# Coleman Outboard Problem



## 2boatr (Jun 30, 2014)

The son of a friend of mine bought a new 5hp coleman 4 stroke for a small jon boat. He has taken it to the river twice and both times , after about 10 pulls on the starter pull cord, it would crank and run fine for about 20 minutes. It would then quit running and never start again while at the river. He would get the boat/motor home and it would crank and run in a water filled garbage can again for about 20 minutes. This motor has the built in .31 gal tank. There is a fuel vent on the cap and it will also work with a remote tank. I went with him this morning and the motor cranked after about 10 pulls on the starter pull cord.

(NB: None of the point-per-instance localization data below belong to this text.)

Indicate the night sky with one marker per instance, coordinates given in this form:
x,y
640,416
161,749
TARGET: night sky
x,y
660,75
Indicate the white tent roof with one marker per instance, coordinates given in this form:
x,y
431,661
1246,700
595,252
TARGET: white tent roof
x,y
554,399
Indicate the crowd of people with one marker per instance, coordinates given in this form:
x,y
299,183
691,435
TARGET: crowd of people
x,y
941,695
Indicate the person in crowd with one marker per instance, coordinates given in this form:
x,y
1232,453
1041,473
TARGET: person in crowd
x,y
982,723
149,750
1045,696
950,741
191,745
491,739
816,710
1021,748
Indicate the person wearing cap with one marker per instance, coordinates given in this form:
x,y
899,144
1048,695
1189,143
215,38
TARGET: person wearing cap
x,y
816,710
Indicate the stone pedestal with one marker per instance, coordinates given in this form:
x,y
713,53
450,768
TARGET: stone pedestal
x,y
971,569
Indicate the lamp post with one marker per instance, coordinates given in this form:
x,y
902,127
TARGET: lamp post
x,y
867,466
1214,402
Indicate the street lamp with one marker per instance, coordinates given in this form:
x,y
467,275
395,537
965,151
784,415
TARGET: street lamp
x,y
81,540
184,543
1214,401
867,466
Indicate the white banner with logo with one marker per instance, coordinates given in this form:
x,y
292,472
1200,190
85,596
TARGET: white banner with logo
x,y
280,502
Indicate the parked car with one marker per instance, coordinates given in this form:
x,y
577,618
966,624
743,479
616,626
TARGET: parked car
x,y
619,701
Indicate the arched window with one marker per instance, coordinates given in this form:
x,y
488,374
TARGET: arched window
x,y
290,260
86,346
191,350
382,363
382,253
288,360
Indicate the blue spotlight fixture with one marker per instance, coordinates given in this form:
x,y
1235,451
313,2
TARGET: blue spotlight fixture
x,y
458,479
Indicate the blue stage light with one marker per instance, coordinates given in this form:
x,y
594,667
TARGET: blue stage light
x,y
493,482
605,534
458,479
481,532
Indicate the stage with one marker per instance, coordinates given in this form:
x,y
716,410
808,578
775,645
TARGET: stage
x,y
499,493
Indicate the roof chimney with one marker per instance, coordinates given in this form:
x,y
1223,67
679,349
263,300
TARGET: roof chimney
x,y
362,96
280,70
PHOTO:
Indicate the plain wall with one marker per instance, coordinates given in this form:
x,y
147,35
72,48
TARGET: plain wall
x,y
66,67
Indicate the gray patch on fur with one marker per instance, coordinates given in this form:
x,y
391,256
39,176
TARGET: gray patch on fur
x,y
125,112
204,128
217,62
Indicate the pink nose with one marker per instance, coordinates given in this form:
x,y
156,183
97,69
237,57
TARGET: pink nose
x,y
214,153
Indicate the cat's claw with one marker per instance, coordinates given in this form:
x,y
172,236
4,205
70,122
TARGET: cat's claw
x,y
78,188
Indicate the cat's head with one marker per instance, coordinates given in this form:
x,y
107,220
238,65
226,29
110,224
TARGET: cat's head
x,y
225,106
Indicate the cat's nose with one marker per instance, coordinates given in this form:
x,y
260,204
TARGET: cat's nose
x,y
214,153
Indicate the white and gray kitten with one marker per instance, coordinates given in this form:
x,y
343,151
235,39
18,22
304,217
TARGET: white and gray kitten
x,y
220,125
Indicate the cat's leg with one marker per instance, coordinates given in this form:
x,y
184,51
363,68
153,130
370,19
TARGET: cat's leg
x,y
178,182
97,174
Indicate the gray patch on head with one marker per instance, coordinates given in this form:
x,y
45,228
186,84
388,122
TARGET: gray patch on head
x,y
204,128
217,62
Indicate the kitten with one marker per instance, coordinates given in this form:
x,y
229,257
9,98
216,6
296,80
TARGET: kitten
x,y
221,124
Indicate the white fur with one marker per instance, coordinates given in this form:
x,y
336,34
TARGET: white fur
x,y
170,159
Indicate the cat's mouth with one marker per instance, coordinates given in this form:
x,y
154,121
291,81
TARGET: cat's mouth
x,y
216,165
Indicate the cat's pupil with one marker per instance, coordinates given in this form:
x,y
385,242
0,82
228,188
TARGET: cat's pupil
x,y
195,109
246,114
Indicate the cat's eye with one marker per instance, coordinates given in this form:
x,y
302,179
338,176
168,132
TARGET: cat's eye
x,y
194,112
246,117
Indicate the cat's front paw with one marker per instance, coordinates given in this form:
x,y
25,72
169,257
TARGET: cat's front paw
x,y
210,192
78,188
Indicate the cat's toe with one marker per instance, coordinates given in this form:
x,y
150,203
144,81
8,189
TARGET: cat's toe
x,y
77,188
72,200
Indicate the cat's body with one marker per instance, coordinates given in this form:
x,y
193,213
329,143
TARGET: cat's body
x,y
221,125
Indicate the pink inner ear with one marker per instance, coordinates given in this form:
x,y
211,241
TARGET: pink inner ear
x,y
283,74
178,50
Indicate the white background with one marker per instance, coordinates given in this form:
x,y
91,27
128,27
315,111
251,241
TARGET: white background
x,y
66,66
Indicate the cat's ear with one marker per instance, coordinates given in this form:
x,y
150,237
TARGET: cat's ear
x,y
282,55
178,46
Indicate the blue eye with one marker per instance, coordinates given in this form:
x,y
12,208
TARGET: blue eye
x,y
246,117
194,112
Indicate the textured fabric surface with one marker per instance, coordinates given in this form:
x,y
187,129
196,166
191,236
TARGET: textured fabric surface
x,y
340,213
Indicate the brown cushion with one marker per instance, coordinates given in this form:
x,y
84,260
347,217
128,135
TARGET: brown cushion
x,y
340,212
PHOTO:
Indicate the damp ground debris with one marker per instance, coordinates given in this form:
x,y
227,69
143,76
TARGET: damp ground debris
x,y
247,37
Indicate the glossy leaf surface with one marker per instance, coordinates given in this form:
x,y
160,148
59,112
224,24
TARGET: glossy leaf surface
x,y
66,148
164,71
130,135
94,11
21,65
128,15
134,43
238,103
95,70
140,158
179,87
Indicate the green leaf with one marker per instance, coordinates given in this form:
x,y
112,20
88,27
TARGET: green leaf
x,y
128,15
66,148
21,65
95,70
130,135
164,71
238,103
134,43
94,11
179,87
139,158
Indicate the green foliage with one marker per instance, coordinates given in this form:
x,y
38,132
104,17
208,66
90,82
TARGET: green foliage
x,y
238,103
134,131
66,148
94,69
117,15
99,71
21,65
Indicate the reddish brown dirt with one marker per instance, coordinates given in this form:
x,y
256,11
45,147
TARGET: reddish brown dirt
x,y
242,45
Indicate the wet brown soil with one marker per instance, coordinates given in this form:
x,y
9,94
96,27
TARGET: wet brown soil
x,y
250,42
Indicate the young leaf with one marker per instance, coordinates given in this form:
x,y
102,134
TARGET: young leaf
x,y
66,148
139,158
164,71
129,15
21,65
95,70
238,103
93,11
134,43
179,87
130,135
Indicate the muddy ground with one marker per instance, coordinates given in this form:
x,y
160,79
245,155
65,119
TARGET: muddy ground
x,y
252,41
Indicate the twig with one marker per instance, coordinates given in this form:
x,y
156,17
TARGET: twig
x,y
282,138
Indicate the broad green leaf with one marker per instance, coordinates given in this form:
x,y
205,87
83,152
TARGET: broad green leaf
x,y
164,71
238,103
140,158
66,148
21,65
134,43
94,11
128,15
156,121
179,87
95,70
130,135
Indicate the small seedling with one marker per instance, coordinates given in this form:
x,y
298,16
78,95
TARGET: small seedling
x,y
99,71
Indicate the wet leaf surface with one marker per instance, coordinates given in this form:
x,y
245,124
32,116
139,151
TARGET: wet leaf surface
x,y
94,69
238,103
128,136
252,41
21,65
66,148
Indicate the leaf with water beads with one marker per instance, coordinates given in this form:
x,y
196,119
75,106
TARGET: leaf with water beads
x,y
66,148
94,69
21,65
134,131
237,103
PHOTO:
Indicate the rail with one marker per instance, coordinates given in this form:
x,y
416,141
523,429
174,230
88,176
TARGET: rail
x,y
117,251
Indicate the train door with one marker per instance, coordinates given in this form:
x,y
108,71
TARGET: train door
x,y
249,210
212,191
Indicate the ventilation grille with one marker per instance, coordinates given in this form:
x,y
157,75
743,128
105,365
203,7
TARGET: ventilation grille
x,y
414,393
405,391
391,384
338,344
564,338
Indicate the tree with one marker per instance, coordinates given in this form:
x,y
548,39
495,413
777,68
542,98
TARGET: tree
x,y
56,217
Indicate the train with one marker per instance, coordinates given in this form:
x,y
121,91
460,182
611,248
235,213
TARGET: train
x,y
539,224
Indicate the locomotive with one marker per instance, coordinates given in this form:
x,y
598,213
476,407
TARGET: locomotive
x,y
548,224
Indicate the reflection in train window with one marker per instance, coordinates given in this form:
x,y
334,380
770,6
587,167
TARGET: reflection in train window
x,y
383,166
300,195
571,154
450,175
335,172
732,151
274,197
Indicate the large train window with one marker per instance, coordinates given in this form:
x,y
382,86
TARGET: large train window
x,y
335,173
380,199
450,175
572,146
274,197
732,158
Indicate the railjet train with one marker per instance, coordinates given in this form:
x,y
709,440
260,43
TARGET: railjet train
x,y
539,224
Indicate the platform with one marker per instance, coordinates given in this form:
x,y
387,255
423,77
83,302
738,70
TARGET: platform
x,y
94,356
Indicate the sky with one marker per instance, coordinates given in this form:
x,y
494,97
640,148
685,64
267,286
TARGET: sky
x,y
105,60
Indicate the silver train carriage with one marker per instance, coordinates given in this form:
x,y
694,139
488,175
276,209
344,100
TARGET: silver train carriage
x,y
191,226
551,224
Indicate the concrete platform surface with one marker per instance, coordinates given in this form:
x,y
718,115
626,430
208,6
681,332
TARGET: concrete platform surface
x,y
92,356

We rode for 23 minutes and the motor died and we could not get it to restart. The onboard gas cap vent was opened as instructed, The valve for remote fuel tank was in the correct position. Kill switch/lanyard was in place. The primer bulb was firm. I disconnected the fuel line where it attaches to the carburetor and pulled the pull cord and gas was pumped out of the fuel line. I am getting gas to the carburetor. I pulled the spark plug. I did check to see if I am getting spark at the plug and I am. I replaced the spark plug, make sure all settings were as instructed in the owners manual, primer bulb firm and then pulled the starter rope. It would hit about 3 time as if trying to start, then nothing until I removed the spark plug again looking to see if its wet with fuel. Put the spark plug back in and it would do the same thing, hit about 3 times then nothing else. He had a heck of a time trying to find a service/warranty center and the service man said that after he ran the motor for about 10 minutes he could not find anything wrong. Does anyone have any suggestions about a possible fix for this problem. When its running, it runs good, but why is it consistently dying after about 20 minutes. As of now he only has a little over an hour run time on the motor. Thanks Larry


----------



## KMixson (Jun 30, 2014)

You might try cleaning the carburetor. There may be some debris in the bowl that plugs the jets after running about twenty minutes or bouncing around while under way. After the trip home the gas in the bowl sloshing around may be dropping the debris back into the bottom of the bowl. When you pulled the plug was it wet? If not it may not be getting fuel or enough fuel from the carburetor. It being a four stroke you could try to shoot a little starting fluid into it and see if it fires on it. Do not shoot a lot into it, just enough to see if it fires. If it fires you have a fuel problem.


----------



## 2boatr (Jun 30, 2014)

KMixson, Thanks for the reply, I also believe its a carburetor related problem, Thanks again


----------



## ccm (Jun 30, 2014)

I had the same problem with my Tohatsu 4hp 4 stroke. It was a dirty carburetor along with some bad gas. Cleaned the carb and switched to premium & no more problems.


----------